CHARLIE Y LA FÁBRICA DE CHOCOLATES | Page 26

El niño de nueve años estaba sentado delante de un enorme aparato de televisión, con los ojos pegados a la pantalla, y miraba una película en la que un grupo de gangsters disparaba sobre otro grupo de gangsterscon ametralladoras. El propio Mike Tevé tenía no menos de dieciocho pistolas de juguete dé varios tamaños colgando de cinturones alrededor de su cuerpo, y de vez en cuando daba un salto en el aire y disparaba una media docena de descargas con una u otra de estas armas. «¡Silencio!», gritaba cuando alguien intentaba hacerle una pregunta. «¿No les he dicho que no me interrumpan? ¡Este programa es absolutamente magnífico! ¡Es estupendo! Lo veo todos los días. Veo todos los programas todos los días, aun hasta los malos, en los que no hay disparos.

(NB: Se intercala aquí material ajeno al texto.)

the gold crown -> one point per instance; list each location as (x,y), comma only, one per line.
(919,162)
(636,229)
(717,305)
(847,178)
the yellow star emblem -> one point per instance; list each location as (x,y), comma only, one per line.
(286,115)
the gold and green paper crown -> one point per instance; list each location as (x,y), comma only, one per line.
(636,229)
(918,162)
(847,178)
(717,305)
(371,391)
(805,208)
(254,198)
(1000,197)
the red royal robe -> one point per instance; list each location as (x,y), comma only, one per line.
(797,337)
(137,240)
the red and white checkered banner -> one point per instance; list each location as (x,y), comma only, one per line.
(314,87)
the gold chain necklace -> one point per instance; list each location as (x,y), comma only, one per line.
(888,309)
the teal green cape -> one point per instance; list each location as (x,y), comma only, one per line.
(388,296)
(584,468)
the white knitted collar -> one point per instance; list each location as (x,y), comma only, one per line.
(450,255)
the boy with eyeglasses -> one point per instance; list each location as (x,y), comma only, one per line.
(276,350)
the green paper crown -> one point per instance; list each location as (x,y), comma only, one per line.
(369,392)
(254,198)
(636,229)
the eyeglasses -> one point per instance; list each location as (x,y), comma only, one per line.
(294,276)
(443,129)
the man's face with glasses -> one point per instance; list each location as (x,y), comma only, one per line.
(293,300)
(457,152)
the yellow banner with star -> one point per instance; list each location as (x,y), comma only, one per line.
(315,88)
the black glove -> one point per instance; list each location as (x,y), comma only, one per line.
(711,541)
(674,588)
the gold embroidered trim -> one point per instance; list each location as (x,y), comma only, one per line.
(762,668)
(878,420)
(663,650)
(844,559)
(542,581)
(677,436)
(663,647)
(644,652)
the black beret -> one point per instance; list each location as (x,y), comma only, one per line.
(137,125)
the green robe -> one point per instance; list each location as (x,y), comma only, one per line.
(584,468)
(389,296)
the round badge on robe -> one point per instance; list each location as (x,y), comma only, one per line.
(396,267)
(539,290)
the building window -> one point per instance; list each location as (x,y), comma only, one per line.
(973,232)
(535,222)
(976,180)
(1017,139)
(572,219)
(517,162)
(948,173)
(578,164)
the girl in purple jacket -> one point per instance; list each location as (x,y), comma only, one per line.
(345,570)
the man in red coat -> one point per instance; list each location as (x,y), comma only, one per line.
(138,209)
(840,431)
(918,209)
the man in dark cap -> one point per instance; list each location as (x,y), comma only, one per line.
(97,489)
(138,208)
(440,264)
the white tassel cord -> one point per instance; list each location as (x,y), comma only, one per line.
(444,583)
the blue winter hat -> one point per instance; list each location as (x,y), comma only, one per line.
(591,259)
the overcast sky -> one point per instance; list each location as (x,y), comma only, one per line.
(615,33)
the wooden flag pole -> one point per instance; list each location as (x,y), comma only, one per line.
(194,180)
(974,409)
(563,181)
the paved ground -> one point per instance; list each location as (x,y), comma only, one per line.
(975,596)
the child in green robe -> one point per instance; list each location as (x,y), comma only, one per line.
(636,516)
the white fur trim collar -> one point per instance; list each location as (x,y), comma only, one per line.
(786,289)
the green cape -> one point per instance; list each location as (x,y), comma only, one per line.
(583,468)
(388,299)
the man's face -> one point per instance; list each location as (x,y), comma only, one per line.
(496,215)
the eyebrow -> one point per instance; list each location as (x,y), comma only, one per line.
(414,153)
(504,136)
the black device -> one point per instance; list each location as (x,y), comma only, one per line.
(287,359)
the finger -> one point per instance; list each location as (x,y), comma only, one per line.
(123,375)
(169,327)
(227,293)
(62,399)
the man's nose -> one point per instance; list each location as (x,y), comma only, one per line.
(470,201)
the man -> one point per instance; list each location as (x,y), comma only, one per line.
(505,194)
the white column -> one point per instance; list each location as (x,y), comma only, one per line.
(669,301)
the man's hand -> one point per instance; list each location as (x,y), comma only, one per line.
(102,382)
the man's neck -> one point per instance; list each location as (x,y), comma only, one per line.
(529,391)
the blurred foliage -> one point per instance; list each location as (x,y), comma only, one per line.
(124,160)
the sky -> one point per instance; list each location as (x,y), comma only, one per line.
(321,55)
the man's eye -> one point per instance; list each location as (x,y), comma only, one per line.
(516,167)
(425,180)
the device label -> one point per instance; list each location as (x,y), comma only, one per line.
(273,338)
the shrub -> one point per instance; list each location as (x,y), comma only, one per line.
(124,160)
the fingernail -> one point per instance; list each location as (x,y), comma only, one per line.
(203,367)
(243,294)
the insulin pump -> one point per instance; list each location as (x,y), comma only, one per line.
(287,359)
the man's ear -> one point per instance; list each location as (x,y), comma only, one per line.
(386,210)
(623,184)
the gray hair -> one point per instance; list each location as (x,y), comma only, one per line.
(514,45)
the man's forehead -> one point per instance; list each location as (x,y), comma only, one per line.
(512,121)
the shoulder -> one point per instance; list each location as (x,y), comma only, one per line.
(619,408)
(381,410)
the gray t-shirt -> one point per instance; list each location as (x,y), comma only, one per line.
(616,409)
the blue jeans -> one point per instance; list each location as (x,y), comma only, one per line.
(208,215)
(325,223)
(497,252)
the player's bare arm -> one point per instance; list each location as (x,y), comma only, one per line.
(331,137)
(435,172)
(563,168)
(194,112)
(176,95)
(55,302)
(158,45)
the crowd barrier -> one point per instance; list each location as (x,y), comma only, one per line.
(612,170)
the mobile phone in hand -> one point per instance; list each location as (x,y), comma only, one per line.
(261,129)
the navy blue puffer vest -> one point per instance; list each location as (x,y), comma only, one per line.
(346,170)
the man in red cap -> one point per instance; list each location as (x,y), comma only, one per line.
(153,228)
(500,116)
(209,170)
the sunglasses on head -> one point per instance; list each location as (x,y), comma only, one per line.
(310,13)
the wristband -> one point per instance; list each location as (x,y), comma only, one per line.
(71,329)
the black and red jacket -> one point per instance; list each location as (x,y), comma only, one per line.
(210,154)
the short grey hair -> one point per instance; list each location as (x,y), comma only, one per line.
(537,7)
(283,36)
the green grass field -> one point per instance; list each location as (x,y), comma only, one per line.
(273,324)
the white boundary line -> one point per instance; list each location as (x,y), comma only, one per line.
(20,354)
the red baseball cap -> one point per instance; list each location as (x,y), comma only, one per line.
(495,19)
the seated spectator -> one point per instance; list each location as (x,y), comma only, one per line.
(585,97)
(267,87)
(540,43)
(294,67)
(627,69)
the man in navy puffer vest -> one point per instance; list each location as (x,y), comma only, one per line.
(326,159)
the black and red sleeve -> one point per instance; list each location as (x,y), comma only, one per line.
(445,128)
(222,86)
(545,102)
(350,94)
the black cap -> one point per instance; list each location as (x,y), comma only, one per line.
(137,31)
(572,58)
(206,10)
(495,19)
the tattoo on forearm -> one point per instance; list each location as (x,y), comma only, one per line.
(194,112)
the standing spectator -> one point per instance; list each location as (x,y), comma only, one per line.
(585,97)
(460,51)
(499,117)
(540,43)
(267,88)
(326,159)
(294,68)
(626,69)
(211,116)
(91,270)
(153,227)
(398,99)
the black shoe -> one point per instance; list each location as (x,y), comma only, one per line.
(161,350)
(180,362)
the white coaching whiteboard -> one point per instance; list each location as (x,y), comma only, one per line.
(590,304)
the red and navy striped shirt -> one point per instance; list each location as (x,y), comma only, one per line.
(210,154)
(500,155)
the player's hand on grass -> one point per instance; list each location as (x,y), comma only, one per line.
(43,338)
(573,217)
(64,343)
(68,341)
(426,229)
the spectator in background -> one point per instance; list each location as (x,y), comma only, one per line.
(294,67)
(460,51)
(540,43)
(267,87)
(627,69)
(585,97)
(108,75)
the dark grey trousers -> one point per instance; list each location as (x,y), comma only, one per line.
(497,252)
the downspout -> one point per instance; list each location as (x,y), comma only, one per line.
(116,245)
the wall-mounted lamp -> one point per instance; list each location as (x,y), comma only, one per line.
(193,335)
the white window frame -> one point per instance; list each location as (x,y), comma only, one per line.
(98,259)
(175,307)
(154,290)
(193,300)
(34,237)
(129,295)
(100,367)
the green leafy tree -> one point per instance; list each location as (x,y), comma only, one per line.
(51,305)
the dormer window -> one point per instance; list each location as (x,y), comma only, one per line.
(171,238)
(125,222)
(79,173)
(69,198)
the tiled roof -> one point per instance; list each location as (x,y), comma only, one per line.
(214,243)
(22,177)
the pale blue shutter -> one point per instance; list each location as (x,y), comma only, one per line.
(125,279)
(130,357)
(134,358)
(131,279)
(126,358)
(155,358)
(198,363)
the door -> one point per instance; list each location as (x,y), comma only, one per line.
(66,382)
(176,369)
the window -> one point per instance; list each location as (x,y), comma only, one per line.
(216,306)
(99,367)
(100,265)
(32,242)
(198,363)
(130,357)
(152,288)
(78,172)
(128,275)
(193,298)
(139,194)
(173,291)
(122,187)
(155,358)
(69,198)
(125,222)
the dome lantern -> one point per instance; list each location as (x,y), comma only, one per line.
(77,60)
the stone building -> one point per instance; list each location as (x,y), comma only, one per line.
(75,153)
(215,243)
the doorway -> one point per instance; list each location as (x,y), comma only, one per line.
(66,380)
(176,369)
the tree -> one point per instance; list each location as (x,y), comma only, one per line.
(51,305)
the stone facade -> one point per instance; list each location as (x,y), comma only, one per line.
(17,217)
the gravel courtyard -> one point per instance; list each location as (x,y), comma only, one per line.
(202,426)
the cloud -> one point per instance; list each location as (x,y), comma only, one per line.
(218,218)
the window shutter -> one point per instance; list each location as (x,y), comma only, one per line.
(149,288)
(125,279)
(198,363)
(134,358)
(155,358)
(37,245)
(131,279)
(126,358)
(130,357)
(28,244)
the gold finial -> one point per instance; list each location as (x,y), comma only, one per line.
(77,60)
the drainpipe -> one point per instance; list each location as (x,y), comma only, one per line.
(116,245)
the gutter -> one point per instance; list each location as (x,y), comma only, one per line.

Los que más me gustan son los de gangsters. ¡Esos gangsters son fantásticos! ¡Especialmente cuando empiezan a llenarse de plomo unos a otros, o a desenfundar las navajas, o a partirse los dientes con nudillos de acero! ¡Caray, lo que yo daría por poder hacer lo mismo! ¡Eso sí que es vida! ¡Es estupendo» —¡Ya es suficiente! —estalló la abuela Josephine—. ¡No puedo soportar seguir oyéndolo! —Ni yo —dijo la abuela Georgina—. ¿Es que todos los niños se portan ahora como estos mocosos que estamos oyendo? —Claro que no —dijo el señor Bucket, sonriéndole a la anciana en la cama—. Algunos sí, por supuesto. En realidad bastantes lo hacen. Pero no todos. —¡Y ahora sólo queda un billete! —dijo el abuelo George. —Es verdad —dijo la abuela Georgina—. ¡Y tan seguro como que mañana por la noche tomaré sopa de repollo para la cena, ese billete irá a manos de algún otro crío desagradable que no lo merezca!